I can't seem to find the page now, but I seem to remember a policy
page where we've basically settled on a compromise,
partially-invented "international English" punctuation style for
clarity and because it's not really worth fighting over. The
compromise included the British-style "put punctuation _after_
closing quotation marks", and something from US style that I can't
remember. As for being "wrong", that's only the case if you happen
to be a [[en:prescription and description|grammatical
prescriptivist]], which not all of us are.

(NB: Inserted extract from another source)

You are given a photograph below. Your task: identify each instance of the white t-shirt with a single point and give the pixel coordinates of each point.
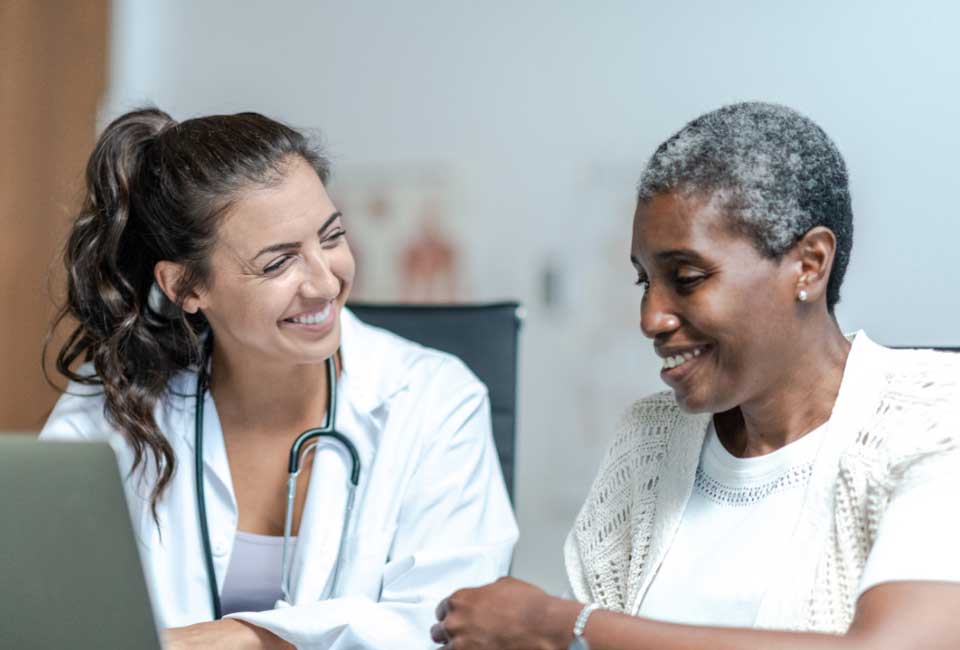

But as far as the spelling issue goes, it seems like a solution in
search of a problem. The current approach seems to be working well
enough.
I heartily disagree. The current approach is a constant source of
disagreement and worsening of linguistic tensions. I am always running
into minor tiffs over British vs American spelling that could be
eliminated with multi-dialect support. This would also mean that when
I run into a Britishism on an article that might be confusing or
misleading to an American reader, instead of changing it to an
Americanism and drawing the ire of the original author (or changing it
to something neutral and probably drawing the ire of the original
author), the original author's Britishism can stay, the Americanism
will be viewable to Americans, and everyone is a little bit happier.
I think that the minor increase in complexity for editing is far
outweighed by the increase in understandability, familiarity, and
dialectical consistency. As for syntactic differences between the
dialects, I have yet to see anything that differed by more than a
handful of words. Most of the major differences are in informal,
colloquial speech.
I agree with Mark and Angela on this. Your position is premised on their
being only two strictly demarcated forms of English. Canadian English
is a hybrid that lies between the two, and often depends on the
preferences of the individual who happens to be writing. Australians
and South Africans may generally tend toward Commonwealth English, but
they too can have their esceptions. Indian English must have a lakh of
interesting variations, and we haven't yet considered African and
Caribbean variants. I can't possibly imagine a hardware fix that would
adequately deal with all these rich varieties.